Four months earlier, Lundergan had moved out of her rented Washington D.C. home at 2037 37th St. There had been a number of polite phone calls, emails and letters for months, but she still couldn’t get her $1,150 security deposit back. Her roommate and landlord were pointing fingers at each other.

Three days after sending that email, Lundergan had enough, and filed suit against her roommate, Eugenia Edwards, and the landlord, a priest who lived in Oregon, in a small claims court in Washington.

Court documents recently obtained by The Daily Caller shed light on this frustrating experience for the then-23-year-old, who is now a U.S. Senate candidate in Kentucky and goes by her full married name, Alison Lundergan Grimes.

On August 28, 2002, Lundergan, who went to law school at American University in D.C. and worked at the National Kidney Foundation, wrote to Edwards: “I have tried to reach you by phone for the past two days but have only received your answering machine.”

“I would appreciate it very much if you would forward my portion of the deposit, $1,150, to my home in Kentucky,” she wrote. “Thanks so much for your cooperation and help with this matter. Hope all is well and that your preparation for the LSAT is going smoothly. Take Care.”

The lawsuit named Rev. Virgil C. Funk, who owned the rental property, as a defendant. (Funk is listed online as president emeritus of the National Association of Pastoral Musicians, whose members “serve the Catholic Church in the United States as musicians, clergy, liturgists, and other leaders of prayer”).
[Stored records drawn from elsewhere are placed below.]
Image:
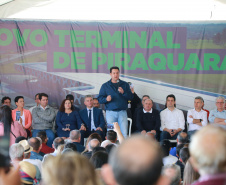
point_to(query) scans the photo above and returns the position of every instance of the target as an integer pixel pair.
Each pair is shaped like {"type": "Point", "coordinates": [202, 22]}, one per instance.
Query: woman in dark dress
{"type": "Point", "coordinates": [67, 119]}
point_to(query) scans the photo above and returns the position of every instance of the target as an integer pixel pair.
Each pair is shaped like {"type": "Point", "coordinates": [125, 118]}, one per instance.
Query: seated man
{"type": "Point", "coordinates": [196, 117]}
{"type": "Point", "coordinates": [57, 142]}
{"type": "Point", "coordinates": [218, 115]}
{"type": "Point", "coordinates": [208, 155]}
{"type": "Point", "coordinates": [6, 101]}
{"type": "Point", "coordinates": [148, 119]}
{"type": "Point", "coordinates": [172, 171]}
{"type": "Point", "coordinates": [36, 145]}
{"type": "Point", "coordinates": [182, 138]}
{"type": "Point", "coordinates": [43, 118]}
{"type": "Point", "coordinates": [172, 119]}
{"type": "Point", "coordinates": [27, 154]}
{"type": "Point", "coordinates": [135, 161]}
{"type": "Point", "coordinates": [93, 119]}
{"type": "Point", "coordinates": [91, 145]}
{"type": "Point", "coordinates": [75, 137]}
{"type": "Point", "coordinates": [45, 149]}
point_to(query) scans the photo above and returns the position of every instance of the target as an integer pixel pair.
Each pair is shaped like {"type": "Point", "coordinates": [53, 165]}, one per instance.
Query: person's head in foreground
{"type": "Point", "coordinates": [172, 171]}
{"type": "Point", "coordinates": [208, 150]}
{"type": "Point", "coordinates": [137, 161]}
{"type": "Point", "coordinates": [69, 169]}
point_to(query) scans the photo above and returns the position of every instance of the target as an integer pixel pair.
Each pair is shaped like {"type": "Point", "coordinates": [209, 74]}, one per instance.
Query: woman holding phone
{"type": "Point", "coordinates": [7, 126]}
{"type": "Point", "coordinates": [22, 115]}
{"type": "Point", "coordinates": [67, 119]}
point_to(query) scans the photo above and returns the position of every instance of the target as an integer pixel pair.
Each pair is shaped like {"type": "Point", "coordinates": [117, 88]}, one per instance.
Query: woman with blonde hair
{"type": "Point", "coordinates": [69, 169]}
{"type": "Point", "coordinates": [190, 175]}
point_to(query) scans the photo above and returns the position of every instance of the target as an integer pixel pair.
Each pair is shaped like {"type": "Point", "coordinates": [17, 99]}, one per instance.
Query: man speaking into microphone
{"type": "Point", "coordinates": [115, 95]}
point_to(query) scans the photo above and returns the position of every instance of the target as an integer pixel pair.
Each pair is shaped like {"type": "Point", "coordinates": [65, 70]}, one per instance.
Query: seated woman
{"type": "Point", "coordinates": [25, 115]}
{"type": "Point", "coordinates": [7, 126]}
{"type": "Point", "coordinates": [67, 119]}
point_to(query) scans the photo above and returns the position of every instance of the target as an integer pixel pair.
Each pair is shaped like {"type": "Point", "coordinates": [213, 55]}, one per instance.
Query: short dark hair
{"type": "Point", "coordinates": [58, 141]}
{"type": "Point", "coordinates": [182, 137]}
{"type": "Point", "coordinates": [38, 94]}
{"type": "Point", "coordinates": [184, 154]}
{"type": "Point", "coordinates": [43, 94]}
{"type": "Point", "coordinates": [5, 98]}
{"type": "Point", "coordinates": [171, 96]}
{"type": "Point", "coordinates": [42, 135]}
{"type": "Point", "coordinates": [165, 145]}
{"type": "Point", "coordinates": [17, 98]}
{"type": "Point", "coordinates": [178, 148]}
{"type": "Point", "coordinates": [111, 135]}
{"type": "Point", "coordinates": [97, 149]}
{"type": "Point", "coordinates": [35, 143]}
{"type": "Point", "coordinates": [145, 96]}
{"type": "Point", "coordinates": [71, 146]}
{"type": "Point", "coordinates": [114, 67]}
{"type": "Point", "coordinates": [62, 108]}
{"type": "Point", "coordinates": [99, 158]}
{"type": "Point", "coordinates": [70, 97]}
{"type": "Point", "coordinates": [20, 138]}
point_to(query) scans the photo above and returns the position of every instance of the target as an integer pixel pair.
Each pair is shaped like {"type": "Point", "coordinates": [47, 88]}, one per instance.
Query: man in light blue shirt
{"type": "Point", "coordinates": [218, 115]}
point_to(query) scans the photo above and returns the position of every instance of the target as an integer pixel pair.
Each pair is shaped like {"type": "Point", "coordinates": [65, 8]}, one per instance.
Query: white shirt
{"type": "Point", "coordinates": [196, 115]}
{"type": "Point", "coordinates": [147, 111]}
{"type": "Point", "coordinates": [92, 120]}
{"type": "Point", "coordinates": [172, 119]}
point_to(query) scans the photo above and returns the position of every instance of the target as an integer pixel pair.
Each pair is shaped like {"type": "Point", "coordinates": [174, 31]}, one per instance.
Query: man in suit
{"type": "Point", "coordinates": [148, 119]}
{"type": "Point", "coordinates": [92, 118]}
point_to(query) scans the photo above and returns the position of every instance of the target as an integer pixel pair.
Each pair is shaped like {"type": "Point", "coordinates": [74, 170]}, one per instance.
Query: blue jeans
{"type": "Point", "coordinates": [121, 118]}
{"type": "Point", "coordinates": [49, 133]}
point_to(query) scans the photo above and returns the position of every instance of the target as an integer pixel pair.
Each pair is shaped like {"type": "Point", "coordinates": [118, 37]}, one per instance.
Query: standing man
{"type": "Point", "coordinates": [115, 95]}
{"type": "Point", "coordinates": [93, 119]}
{"type": "Point", "coordinates": [196, 117]}
{"type": "Point", "coordinates": [172, 119]}
{"type": "Point", "coordinates": [6, 101]}
{"type": "Point", "coordinates": [218, 115]}
{"type": "Point", "coordinates": [148, 119]}
{"type": "Point", "coordinates": [97, 105]}
{"type": "Point", "coordinates": [43, 118]}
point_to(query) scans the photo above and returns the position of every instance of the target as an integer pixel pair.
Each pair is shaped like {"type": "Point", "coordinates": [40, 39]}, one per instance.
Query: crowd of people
{"type": "Point", "coordinates": [91, 146]}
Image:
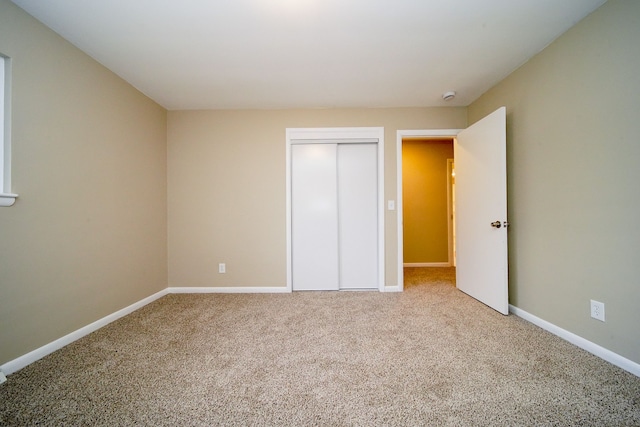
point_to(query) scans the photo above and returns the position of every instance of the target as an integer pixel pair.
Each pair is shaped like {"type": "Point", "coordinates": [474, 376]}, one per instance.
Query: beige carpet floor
{"type": "Point", "coordinates": [430, 356]}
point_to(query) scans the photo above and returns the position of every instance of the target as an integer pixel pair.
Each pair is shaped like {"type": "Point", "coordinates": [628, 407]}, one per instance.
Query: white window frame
{"type": "Point", "coordinates": [7, 198]}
The documents include a long timeline of Grimes’ efforts to recover the security deposit. “Called Virgil 9 a.m. EST in Oregon, didn’t realize the time zone difference in Oregon, spoke with his wife, indicated I would call back later in the day to speak with Virgil.”

In a statement accompanying her claim at the time, Lundergan explained that after being unable to get the deposit back, she enlisted the help of her father, the businessman and former Kentucky Democratic Party Chairman Jerry Lundergan.

“After having received no communication or deposit from Mr. Funk whatsoever, my father, Jerry Lundergan, called and left a message with him at his D.C. residence,” she wrote. “Mr. Funk returned my father’s call, indicating that he was not in D.C. but rather Oregon and that the deposit would be returned to Eugenia Edwards…. and that I could obtain my portion of the deposit from Eugenia at that time.”

But the situation was complicated: Edwards told Lundergan that Funk had only returned half of the deposit, but Funk maintained he sent the entire security deposit for both of them back to Edwards.

The matter went to mediation, and came to a resolution on Nov. 22, 2002.

“Note that this case is settled as follows,” the court documents read. “Eugene Edwards agrees to pay Virgil Funk $575 to be mailed to defendant’s attorney Paul Ostrye. Defendant Virgil Funk agrees to mail payment [to] plaintiff $950 on or before December 4th, 2002 in the form of a personal check. Once plaintiff receives the $950 all parties are released from their obligations under the lease.”

Asked about the suit, a Grimes campaign aide told TheDC: “She won. The priest sided with her.”

Edwards and Funk did not immediately respond to emails Tuesday.

Grimes, the Secretary of State of Kentucky, is challenging Republican Senate leader Mitch McConnell in this year’s Senate race. The Real Clear Politics polling average has McConnell up 47.2 percent to Grimes’ 42 percent.